Securitisation specialists urge last-minute changes to Basel II

The securitisation industry is keeping the pressure on in the hope of some last-minute fine-tuning of the new Basel Accord, due for completion in mid-2004.

The Basel Committee announced its planned changes to the new Accord’s treatment of securitisation at the end of January.

The European Securitisation Forum (ESF) and the American Securitisation Forum (ASF), both part of the Bond Market Association, have been at the forefront of the securitisation industry’s lobbying effort on Basel-related issues. The announced changes from the Basel Committee come as a result of the ESF and ASF’s intensive work to put securitisation on a more even footing with other asset classes.

“It is evident that they [the Basel Committee] have been listening,” says Leon Dadoun, member of the ESF and ASF’s legal, regulatory and capital committees, and a managing director at CIBC World Markets. “At the start of the process there were some hurdles, many of which had to do with properly defining securitisation in relation to other kinds of credit risk.”

Dadoun adds: “In any standard-setting process there is a conceptual stage, an application stage, and a fine-tuning and calibration stage, which is where we are now. We wanted a neutral approach to securitisation, for there to be capital charges commensurate with risk, but no regulatory incentives or disincentives for doing securitisations.”

One big change set out by the committee is to use an internal assessment approach (IAA) for banks’ exposure to asset-backed commercial paper (ABCP) conduits, based on banks’ own methodologies, in lieu of the supervisory formula approach. The committee has outlined the prerequisites to be able to apply IAA and now those need to be clarified, says Dadoun.

“ABCP is a huge business. It will continue to flourish, notwithstanding the introduction of capital charges to liquidity facilities. The reason we couldn’t use the supervisory formula for all unrated exposures was because when assets are purchased by ABCP conduits, they are often from third parties, and getting the detailed information necessary for the supervisory formula is hit or miss,” says Dadoun.

Sore point

While the introduction of the internal assessment approach is a huge step for the ABCP business, the 100% credit conversion on liquidity facilities is a sore point. Currently, ABCPs do not have to hold any capital against liquidity facilities for ABCPs.

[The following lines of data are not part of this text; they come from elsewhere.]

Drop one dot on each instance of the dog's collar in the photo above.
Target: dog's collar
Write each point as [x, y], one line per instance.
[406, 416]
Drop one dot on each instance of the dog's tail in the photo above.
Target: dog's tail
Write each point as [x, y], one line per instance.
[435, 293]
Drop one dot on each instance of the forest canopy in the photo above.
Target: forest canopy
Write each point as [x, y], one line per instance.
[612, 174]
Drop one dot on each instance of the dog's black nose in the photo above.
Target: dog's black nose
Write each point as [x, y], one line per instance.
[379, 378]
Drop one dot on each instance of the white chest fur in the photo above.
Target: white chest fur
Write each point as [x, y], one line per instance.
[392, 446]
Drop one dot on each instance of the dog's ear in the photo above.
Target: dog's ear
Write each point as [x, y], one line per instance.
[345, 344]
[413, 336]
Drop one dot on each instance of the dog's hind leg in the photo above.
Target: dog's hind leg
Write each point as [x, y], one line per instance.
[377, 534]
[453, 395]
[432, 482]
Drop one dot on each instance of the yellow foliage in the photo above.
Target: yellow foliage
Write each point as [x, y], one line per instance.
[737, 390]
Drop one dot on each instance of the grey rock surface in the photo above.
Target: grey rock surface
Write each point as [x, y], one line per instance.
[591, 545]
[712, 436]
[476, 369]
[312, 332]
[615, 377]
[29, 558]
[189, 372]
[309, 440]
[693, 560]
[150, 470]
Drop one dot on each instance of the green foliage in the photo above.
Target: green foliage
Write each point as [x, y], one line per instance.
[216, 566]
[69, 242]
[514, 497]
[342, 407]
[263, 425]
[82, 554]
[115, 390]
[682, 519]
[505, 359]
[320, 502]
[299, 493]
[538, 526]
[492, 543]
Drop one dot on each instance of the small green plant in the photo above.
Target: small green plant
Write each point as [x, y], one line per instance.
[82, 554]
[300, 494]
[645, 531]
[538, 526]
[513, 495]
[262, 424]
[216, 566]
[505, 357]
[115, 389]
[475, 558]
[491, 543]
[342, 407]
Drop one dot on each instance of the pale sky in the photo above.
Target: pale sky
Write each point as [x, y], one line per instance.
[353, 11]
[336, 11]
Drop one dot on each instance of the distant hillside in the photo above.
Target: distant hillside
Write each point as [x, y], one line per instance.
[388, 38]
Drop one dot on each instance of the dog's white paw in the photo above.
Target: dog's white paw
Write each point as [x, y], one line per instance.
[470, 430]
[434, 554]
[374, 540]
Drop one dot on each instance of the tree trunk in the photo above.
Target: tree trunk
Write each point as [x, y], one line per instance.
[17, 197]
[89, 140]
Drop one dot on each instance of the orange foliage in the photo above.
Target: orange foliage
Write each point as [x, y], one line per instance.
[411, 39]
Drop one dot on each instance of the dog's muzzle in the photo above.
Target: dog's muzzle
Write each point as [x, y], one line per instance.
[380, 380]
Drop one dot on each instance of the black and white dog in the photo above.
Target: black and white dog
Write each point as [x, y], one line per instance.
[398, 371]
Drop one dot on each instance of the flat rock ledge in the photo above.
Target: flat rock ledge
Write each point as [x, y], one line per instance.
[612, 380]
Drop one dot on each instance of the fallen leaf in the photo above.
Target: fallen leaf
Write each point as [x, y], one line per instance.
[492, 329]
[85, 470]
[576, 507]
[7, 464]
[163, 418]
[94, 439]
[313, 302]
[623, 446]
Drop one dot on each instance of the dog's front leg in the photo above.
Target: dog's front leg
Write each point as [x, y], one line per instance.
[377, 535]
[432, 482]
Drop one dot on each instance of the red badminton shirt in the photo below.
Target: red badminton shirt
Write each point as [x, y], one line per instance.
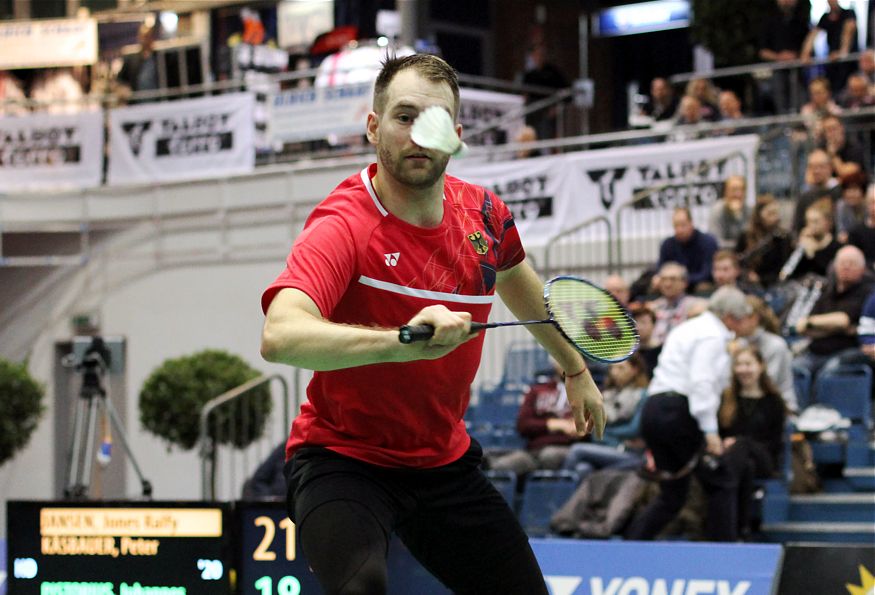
[362, 265]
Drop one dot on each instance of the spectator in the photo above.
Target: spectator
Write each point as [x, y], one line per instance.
[760, 331]
[858, 94]
[13, 102]
[729, 215]
[863, 235]
[645, 321]
[679, 420]
[781, 38]
[703, 90]
[751, 418]
[57, 92]
[617, 287]
[727, 271]
[140, 71]
[820, 105]
[840, 26]
[765, 245]
[625, 386]
[819, 183]
[846, 156]
[851, 209]
[690, 247]
[663, 102]
[673, 306]
[542, 73]
[831, 326]
[545, 421]
[816, 246]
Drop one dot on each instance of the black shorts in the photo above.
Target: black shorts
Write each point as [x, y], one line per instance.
[451, 519]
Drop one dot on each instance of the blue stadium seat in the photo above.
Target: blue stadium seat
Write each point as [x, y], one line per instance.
[544, 493]
[848, 389]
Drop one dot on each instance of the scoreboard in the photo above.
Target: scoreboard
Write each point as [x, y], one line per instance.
[118, 548]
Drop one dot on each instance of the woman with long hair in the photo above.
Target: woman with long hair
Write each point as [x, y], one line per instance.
[765, 246]
[751, 419]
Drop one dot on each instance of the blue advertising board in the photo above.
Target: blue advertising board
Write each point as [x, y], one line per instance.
[657, 568]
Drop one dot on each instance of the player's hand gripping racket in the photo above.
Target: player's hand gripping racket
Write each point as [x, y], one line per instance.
[589, 317]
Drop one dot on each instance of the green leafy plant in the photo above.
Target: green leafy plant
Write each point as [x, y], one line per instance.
[21, 406]
[173, 396]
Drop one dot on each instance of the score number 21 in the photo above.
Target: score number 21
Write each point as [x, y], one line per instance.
[287, 585]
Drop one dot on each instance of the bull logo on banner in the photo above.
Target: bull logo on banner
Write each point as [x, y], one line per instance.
[135, 132]
[605, 179]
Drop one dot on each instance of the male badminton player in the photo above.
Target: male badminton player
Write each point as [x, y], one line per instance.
[380, 446]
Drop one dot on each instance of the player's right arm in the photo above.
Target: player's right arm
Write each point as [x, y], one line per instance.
[295, 333]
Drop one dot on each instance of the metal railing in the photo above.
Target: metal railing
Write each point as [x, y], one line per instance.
[208, 448]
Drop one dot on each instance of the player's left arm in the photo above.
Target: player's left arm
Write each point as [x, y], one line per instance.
[522, 291]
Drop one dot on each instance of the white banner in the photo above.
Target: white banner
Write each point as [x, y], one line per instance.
[41, 151]
[46, 43]
[318, 112]
[551, 194]
[182, 140]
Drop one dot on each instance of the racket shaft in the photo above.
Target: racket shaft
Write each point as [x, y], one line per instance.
[424, 332]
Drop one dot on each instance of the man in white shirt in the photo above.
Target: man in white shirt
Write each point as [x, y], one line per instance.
[679, 421]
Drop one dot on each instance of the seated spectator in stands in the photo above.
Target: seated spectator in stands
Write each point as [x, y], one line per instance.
[751, 418]
[673, 306]
[13, 101]
[781, 37]
[840, 26]
[867, 68]
[617, 287]
[690, 247]
[56, 91]
[545, 421]
[851, 209]
[729, 215]
[819, 182]
[645, 321]
[846, 155]
[704, 90]
[820, 105]
[689, 113]
[679, 422]
[765, 245]
[140, 71]
[761, 331]
[816, 245]
[863, 235]
[831, 326]
[858, 94]
[268, 481]
[624, 388]
[663, 102]
[727, 271]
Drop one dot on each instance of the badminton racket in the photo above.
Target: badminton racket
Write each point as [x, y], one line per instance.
[587, 316]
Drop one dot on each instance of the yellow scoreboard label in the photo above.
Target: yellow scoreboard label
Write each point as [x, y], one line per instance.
[129, 522]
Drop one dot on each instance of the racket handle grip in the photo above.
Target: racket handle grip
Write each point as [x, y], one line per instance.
[423, 332]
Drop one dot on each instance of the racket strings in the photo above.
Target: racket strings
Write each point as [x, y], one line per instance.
[592, 319]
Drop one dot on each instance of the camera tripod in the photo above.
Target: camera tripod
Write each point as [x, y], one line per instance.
[91, 402]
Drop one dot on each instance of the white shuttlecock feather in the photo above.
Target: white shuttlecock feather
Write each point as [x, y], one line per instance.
[434, 129]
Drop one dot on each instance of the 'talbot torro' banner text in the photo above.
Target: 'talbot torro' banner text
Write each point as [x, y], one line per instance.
[549, 195]
[42, 152]
[182, 140]
[342, 110]
[48, 42]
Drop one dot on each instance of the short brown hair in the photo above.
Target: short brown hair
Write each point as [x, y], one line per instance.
[431, 67]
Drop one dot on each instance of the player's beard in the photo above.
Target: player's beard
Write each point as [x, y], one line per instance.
[414, 177]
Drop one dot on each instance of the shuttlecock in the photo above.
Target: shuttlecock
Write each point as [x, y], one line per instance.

Another pleasant surprise was that the new ratings-based approach to risk weighting for securitisation has eliminated the originator-held weightings. Previously, Basel II had different risk weightings depending on whether an asset was held by the originator or an investor.

Some weightings for the ratings-based approach have been lowered but, significantly, the 7% floor for triple-A tranches remains. Dadoun says the ESF and the ASF are providing the committee with extra data to make a case for lowering the floor. To date, the committee has been reluctant to lower the 7% floor as there was not enough historical loss data for triple-A tranches.

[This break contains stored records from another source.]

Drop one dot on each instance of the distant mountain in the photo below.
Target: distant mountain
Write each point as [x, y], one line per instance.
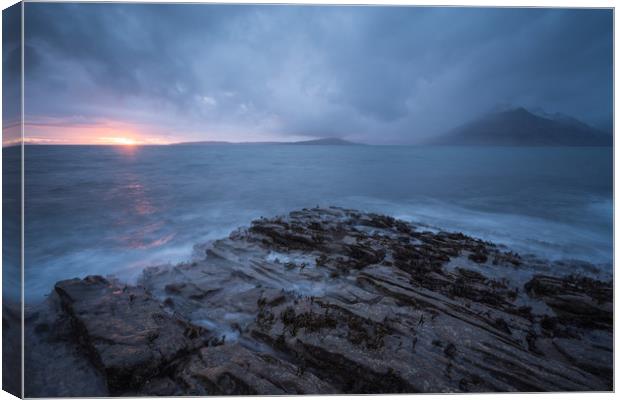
[520, 127]
[324, 142]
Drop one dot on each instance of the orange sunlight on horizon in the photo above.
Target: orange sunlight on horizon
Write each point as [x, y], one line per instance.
[98, 132]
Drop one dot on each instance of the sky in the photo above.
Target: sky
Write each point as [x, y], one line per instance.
[156, 73]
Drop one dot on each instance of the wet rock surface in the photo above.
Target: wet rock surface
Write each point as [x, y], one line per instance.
[329, 301]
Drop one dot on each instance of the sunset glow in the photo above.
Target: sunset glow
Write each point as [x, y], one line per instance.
[121, 141]
[96, 131]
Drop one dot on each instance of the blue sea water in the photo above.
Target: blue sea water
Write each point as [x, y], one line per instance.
[115, 210]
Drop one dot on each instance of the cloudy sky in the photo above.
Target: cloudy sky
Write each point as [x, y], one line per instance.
[113, 73]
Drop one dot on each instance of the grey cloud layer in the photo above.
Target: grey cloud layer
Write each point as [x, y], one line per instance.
[365, 73]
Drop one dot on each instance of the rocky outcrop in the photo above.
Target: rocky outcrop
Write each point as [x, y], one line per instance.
[338, 301]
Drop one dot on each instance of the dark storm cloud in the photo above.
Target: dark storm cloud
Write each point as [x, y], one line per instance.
[366, 73]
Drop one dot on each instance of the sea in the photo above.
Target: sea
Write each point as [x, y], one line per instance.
[114, 210]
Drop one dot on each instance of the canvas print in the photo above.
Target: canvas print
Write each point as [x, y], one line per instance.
[303, 199]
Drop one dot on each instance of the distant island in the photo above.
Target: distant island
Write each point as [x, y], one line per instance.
[314, 142]
[520, 127]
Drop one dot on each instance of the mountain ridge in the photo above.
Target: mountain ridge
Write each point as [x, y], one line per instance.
[520, 127]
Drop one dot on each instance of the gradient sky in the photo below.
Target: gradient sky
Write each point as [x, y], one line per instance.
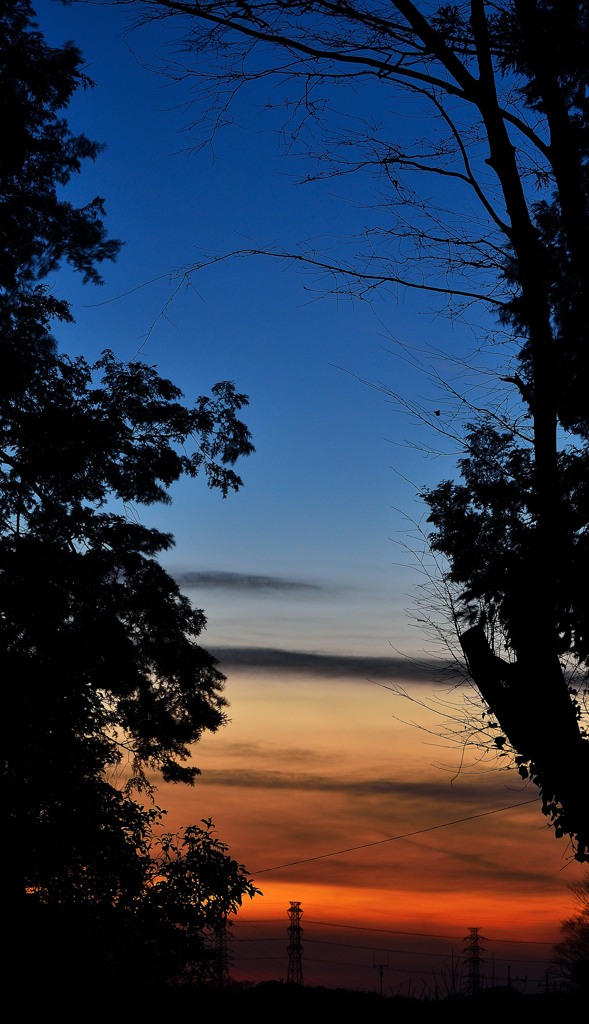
[342, 779]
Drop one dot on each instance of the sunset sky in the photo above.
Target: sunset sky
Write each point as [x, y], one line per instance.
[342, 778]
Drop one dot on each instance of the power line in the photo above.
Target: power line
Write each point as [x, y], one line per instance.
[391, 839]
[421, 935]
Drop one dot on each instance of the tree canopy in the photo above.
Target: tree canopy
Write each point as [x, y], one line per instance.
[102, 671]
[484, 205]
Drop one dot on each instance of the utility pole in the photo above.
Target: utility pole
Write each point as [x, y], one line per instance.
[294, 947]
[380, 968]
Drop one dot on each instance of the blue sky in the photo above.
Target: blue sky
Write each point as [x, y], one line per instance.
[319, 554]
[327, 494]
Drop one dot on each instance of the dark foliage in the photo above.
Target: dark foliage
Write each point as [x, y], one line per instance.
[103, 682]
[508, 146]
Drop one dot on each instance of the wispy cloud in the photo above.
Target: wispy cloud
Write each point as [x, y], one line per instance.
[243, 582]
[331, 666]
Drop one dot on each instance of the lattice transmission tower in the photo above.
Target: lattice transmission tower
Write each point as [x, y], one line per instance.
[473, 961]
[294, 946]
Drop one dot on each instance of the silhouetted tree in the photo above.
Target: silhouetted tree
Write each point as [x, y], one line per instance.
[502, 221]
[101, 670]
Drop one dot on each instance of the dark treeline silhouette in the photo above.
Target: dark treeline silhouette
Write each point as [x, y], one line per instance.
[102, 675]
[484, 206]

There is also concern that junior granular tranches still have the same risk weightings as their non-granular counterparts. The committee has made a differentiation between the risk weightings’ granular and non-granular tranches on the senior level.

“Under the current proposal, the risk weighting for granular and non-granular tranches rated at and below BBB– is the same,” says Birgit Specht, head of securitisation research at Dresdner Kleinwort Wasserstein.

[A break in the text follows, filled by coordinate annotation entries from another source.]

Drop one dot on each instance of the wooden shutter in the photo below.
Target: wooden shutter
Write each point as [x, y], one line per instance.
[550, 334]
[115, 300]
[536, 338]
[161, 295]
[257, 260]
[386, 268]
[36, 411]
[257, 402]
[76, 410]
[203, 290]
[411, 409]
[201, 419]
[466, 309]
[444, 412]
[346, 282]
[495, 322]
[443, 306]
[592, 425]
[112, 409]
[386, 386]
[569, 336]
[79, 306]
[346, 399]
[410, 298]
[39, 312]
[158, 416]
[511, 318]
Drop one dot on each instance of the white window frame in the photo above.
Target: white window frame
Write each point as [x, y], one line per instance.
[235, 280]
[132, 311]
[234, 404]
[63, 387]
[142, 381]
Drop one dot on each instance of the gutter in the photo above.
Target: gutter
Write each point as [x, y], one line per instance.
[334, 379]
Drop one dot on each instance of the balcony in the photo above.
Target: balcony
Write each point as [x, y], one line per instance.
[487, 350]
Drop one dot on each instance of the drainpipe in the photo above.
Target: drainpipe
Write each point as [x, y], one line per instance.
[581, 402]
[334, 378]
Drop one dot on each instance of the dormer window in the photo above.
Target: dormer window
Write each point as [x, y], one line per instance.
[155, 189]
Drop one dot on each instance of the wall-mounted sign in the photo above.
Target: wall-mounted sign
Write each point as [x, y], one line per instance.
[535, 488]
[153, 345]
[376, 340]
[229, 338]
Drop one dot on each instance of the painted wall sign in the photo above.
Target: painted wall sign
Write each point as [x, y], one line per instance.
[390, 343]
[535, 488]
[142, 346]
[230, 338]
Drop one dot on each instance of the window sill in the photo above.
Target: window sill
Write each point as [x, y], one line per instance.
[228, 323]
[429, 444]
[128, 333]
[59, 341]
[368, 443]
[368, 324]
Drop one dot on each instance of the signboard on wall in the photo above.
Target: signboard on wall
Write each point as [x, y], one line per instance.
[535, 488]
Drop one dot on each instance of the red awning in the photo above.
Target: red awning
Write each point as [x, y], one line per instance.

However, Specht says there is a significant difference in ratings migration between granular and non-granular pools. While tranches of non-granular pools have experienced sometimes severe downgrades in the past, those of granular pools have almost exclusively seen upgrades. This has also been reflected in spreads. Treating them in the same way could lead to similar arbitrage as seen in the past, where a 100% risk weighting for corporate risk regardless of its rating led banks to invest in higher yielding, riskier assets.

Another item on the agenda will be to add triple-A tranches to risk weights for senior tranches, as for synthetic deals there is a super senior tranche. “We want all triple-As to qualify for the lowest risk weights whether or not the tranche is senior. If not, subordinated synthetic triple-As would be penalised,” says Dadoun.

With the committee indicating that it intends to meet the mid-2004 deadline for presenting the completion of the Accord, the securitisation industry will have to act quickly to have its demands met.